First and foremost, I am not arguing that New Mexico’s 49th place ranking in graduation rates is not a problem. It is a big problem. School reform, however, cannot be based on simple statistics. We have been running down that path for over a decade now and have nothing but failure to show for it. Therefore, before we react in any way to our 49th place ranking, we had better stop to first understand what that number does not tell us. Why? Because it does not tell us what the problem is.
Lacking that critical information requires that any reforms made occur after we identify a problem, and must then target that problem preemptively. Unfortunately, no one in this state, Franklin Schargel included, is interested in doing that critical footwork.
If we want to fix education then we will first have to instigate changes that prevent problems from happening. Waiting until the problem happens and then reacting to it does no good. It’s knee jerk. How do we then prevent the problem of 3rd graders who can’t read? Again, the solution is very simple. First, we cap class sizes at 15 students. Second, we bring reading intervention specialists back into the schools. Are these cost neutral changes? No, but as the saying goes there is no such thing as a free lunch.
What should we understand about the 49th place ranking? When NCLB was made law, it came into being with a glaring loophole. Every state can set its own standards; consequently, any state by state comparison has to be severely questioned. Graduation rates only provide an individual measure of a single state, providing no rational comparison to any other state. A better comparison between states looks at the SAT and ACT scores. These tests are a neutral yardstick against which the value of each state’s education system can be measured. In 2010, New Mexico ranks in 21st place. That is well ahead of both Florida and Texas, two states that the Martinez administration tout as examples for New Mexico. As for Alabama, it’s much like New Mexico.
Both Florida and Texas have better graduation rates than New Mexico, but the quality of their graduates is lacking. New Mexico can easily achieve a 100% graduation rate, but graduating everyone and anyone is not a reform. At best, that’s a copout, at worst it’s a political lie.
An argument may be made that SAT and ACT scores only reveal information about those students going to college. So what? That argument ignores the fact that our education system is built on the assumption that every student is going to college. No exceptions are made. Given that, SAT and ACT scores do provide an accurate measure of the efficacy of New Mexico’s education system. Until we change the foundation assumption of schools to include both a trades and a college basis, those scores will remain as the best indicator of how New Mexico is doing. Does that mean that we have no room for improvement? Of course not. But in no way are we the cesspool that Schragel claims we are.

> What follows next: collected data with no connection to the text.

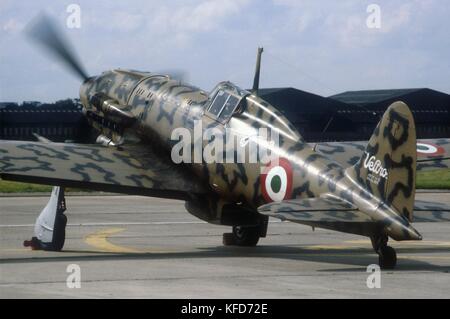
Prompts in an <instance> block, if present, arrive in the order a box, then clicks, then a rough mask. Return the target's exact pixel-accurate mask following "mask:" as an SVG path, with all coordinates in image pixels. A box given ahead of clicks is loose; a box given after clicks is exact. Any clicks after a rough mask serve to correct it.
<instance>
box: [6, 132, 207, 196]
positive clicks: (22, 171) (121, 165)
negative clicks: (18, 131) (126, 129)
mask: <svg viewBox="0 0 450 319" xmlns="http://www.w3.org/2000/svg"><path fill="white" fill-rule="evenodd" d="M158 154H159V153H158V152H155V151H153V150H151V149H150V148H149V147H148V146H146V145H139V144H136V145H130V146H122V147H120V148H113V147H105V146H101V145H89V144H71V143H48V142H45V143H42V142H26V141H1V140H0V179H4V180H11V181H18V182H28V183H36V184H46V185H54V186H62V187H77V188H86V189H94V190H101V191H108V192H116V193H124V194H134V195H146V196H154V197H168V198H176V199H189V198H191V197H190V196H191V195H190V194H193V193H194V194H198V193H202V192H204V190H203V187H202V186H201V185H200V184H199V183H197V182H196V180H195V179H194V178H193V177H192V176H190V175H189V173H188V172H186V171H185V170H183V169H182V168H181V167H177V166H176V165H175V164H173V163H172V162H171V161H170V160H167V159H166V158H163V157H162V156H160V155H158Z"/></svg>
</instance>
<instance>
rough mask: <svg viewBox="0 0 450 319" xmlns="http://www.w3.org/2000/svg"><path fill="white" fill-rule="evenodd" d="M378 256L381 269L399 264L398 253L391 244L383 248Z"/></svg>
mask: <svg viewBox="0 0 450 319" xmlns="http://www.w3.org/2000/svg"><path fill="white" fill-rule="evenodd" d="M378 256H379V257H378V263H379V266H380V268H381V269H394V268H395V266H396V265H397V253H396V252H395V250H394V248H392V247H390V246H385V247H383V248H381V249H380V251H379V253H378Z"/></svg>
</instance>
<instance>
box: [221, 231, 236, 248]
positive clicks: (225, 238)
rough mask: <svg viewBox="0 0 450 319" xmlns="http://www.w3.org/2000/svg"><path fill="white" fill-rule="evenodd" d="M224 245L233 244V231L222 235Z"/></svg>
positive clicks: (223, 243) (223, 244)
mask: <svg viewBox="0 0 450 319" xmlns="http://www.w3.org/2000/svg"><path fill="white" fill-rule="evenodd" d="M222 241H223V245H224V246H233V245H235V241H234V235H233V233H224V234H223V237H222Z"/></svg>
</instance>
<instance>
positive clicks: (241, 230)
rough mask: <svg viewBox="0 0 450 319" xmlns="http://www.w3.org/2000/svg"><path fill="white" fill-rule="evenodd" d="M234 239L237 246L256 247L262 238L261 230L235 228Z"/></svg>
mask: <svg viewBox="0 0 450 319" xmlns="http://www.w3.org/2000/svg"><path fill="white" fill-rule="evenodd" d="M233 238H234V245H236V246H246V247H252V246H256V244H258V241H259V238H260V228H259V227H258V226H256V227H244V226H233Z"/></svg>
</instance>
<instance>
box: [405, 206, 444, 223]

I cannot help but question Schragel’s motivations in writing his column. Schragel is not a fool; he understands what NCLB did. He understands that graduation rates on only usable as internal measures. For him to claim that graduation rates are anything else raises a very serious question regarding his motivations. How does he gain from this?
Ultimately, all of this boils down to three things when reforming education. First, we have to focus our limited resources where they will do the most good. Second, we must base changes on accurate data. Third, we have to make every effort to understand what that data tells us. Nothing else will do. Franklin Schragel knows this. Why, then, did he choose to mislead New Mexico?